Em última análise, o objectivo passará certamente por "criar um modelo que permita, cada vez mais e de forma sustentável, oferecer serviços personalizados a cada cidadão e antecipar as suas necessidades". A ideia foi deixada há já quase um ano pela ministra da Presidência e da Modernização Administrativa, Maria Manuel Leitão Marques, mas continua tão actual como antes.

 



Quatro desafios que o gestor público deveá ultrapassar na caminhada em direcção ao governo electrónico



1. Inclusão

A internet e os serviços online são para todos e é também isso que se pretende aquando do desenvolvimento de uma oferta maioritariamente digital. Mais e melhores serviços públicos e privados online embora seja importante ter em linha de conta que, actualmente, cerca de 30% dos cidadãos ainda não utilizam a internet.

A info-exclusão é uma realidade à qual se deverá fazer frente até mesmo no sentido de combater desigualdades dentro do país. O segredo poderá passar pelo investimento em programas de formação de competências básicas no âmbito da informática e das tecnologias para adultos, por exemplo.


2. Usabilidade

Não se trata apenas de mais um "chavão" associado às novas tecnologias; o conceito de usabilidade ganha importância renovada no âmbito de serviços que se querem fluidos, rápidos e eficazes. Afinal de contas, qual é o tempo médio que um utilizador comum necessita para aceder a um serviço público via web?

A resposta surge associada ao conceito de usabilidade cujo objectivo é simplificar e evitar que os processos digitais sejam apenas e só uma extensão da antiga burocracia que antes existia em papel.

A introdução de automatismos neste campo e o desenvolvimento de novas soluções e ofertas que tenham em conta conceitos de usabilidade são, por isso, determinantes. Foi também tendo em conta esta realidade que a AMA desenvolveu o seu Portal de Boas Práticas de Usabilidade através do qual apresenta e define quais as melhores práticas neste campo e que deverão ser seguidas pelas instituições para o desenvolvimento de qualquer portal/site nas diversas áreas de governação da administração pública.


3. Inovação

Inovar deverá ser palavra de ordem em qualquer serviço da administração pública e no âmbito daquilo que é o governo online, sendo, por isso mesmo, uma preocupação central do gestor público.
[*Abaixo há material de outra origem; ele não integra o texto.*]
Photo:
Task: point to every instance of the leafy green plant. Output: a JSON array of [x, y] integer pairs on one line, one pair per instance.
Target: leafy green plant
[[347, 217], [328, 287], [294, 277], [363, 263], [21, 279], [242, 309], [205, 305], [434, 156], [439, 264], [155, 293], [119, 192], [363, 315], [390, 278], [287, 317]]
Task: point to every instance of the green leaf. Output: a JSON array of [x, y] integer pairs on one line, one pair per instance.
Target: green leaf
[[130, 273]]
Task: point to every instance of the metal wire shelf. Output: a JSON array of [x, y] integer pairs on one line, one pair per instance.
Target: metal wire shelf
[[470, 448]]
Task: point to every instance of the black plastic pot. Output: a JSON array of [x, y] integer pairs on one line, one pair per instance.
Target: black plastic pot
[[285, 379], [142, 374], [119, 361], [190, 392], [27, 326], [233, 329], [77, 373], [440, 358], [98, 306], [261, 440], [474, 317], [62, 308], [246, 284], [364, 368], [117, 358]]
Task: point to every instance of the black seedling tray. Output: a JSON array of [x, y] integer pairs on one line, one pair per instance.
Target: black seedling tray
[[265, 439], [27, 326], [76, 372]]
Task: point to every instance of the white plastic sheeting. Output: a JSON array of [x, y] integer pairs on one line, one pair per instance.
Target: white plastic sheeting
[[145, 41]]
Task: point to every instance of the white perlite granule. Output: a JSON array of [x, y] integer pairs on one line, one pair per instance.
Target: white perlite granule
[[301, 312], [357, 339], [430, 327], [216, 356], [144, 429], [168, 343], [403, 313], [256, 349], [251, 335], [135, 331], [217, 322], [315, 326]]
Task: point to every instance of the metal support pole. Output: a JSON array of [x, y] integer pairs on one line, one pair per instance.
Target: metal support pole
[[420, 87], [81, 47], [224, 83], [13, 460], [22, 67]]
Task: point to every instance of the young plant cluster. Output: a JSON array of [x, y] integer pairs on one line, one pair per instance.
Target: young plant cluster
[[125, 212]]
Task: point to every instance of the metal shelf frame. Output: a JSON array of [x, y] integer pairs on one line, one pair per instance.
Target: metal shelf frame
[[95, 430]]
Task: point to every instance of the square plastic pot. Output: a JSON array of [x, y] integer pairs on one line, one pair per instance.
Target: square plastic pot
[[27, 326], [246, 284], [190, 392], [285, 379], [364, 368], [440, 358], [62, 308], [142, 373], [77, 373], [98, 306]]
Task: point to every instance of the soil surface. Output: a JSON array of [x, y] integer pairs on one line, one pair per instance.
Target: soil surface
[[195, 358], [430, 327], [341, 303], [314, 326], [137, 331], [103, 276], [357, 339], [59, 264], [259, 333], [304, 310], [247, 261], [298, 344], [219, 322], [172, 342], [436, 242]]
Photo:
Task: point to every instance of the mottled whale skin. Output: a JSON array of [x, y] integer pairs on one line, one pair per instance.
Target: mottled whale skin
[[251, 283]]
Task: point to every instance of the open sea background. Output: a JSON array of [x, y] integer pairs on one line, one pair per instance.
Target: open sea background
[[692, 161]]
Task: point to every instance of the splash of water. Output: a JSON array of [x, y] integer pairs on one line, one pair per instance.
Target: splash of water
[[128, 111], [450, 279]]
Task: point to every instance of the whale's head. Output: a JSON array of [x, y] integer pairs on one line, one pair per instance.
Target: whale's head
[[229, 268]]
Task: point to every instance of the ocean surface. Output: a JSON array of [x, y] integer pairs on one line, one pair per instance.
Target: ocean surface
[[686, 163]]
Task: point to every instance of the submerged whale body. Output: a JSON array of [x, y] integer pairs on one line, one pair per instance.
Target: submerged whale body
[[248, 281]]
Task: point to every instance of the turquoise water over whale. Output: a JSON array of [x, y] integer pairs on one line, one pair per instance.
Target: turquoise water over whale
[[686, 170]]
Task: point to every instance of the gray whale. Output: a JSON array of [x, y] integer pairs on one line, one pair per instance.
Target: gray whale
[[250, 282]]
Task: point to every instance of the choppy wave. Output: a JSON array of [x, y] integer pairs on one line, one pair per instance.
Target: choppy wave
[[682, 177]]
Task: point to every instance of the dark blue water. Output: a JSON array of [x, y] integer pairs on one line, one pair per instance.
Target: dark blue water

Falamos aqui da necessidade de desenhar um serviço ou produto de forma diferente, mas testando-o sempre antes de o colocar à disposição do cidadão, de forma a reduzir riscos e corrigir eventuais erros que possam surgir.


4. Reforço das competências digitais

Este será, talvez, um dos maiores desafios que se colocam ao gestor público nos dias que correm: o reforço das competências digitais, um passo inevitável no sentido de fazer face à escassez de recursos humanos que actualmente se sente neste campo.

A falta de recursos humanos especializados, como se sabe, não é um problema exclusivamente português, mas antes da indústria a nível mundial.

No que ao nosso país diz respeito, o Governo português apresentou já uma iniciativa para melhorar as competências digitais a nível nacional. Trata-se do INCoDe.2030 que, entre outras medidas, conta com a formação de info-excluídos, de pessoas com deficiência e necessidades especiais, de professores e de desempregados, bem como a certificação das competências digitais dos cidadãos.

Entre as medidas, constam ainda o desenvolvimento de recursos educativos digitais e o incentivo à investigação científica em ciências e tecnologias quânticas, inteligência artificial e meios de comunicação digitais.

O Portugal INCoDe.2030, que decorrerá entre 2017 e 2030, tem como objectivos generalizar a literacia digital, estimular a empregabilidade, a capacitação e a especialização profissional em tecnologias e aplicações digitais e a produção de novos conhecimentos nas áreas digitais.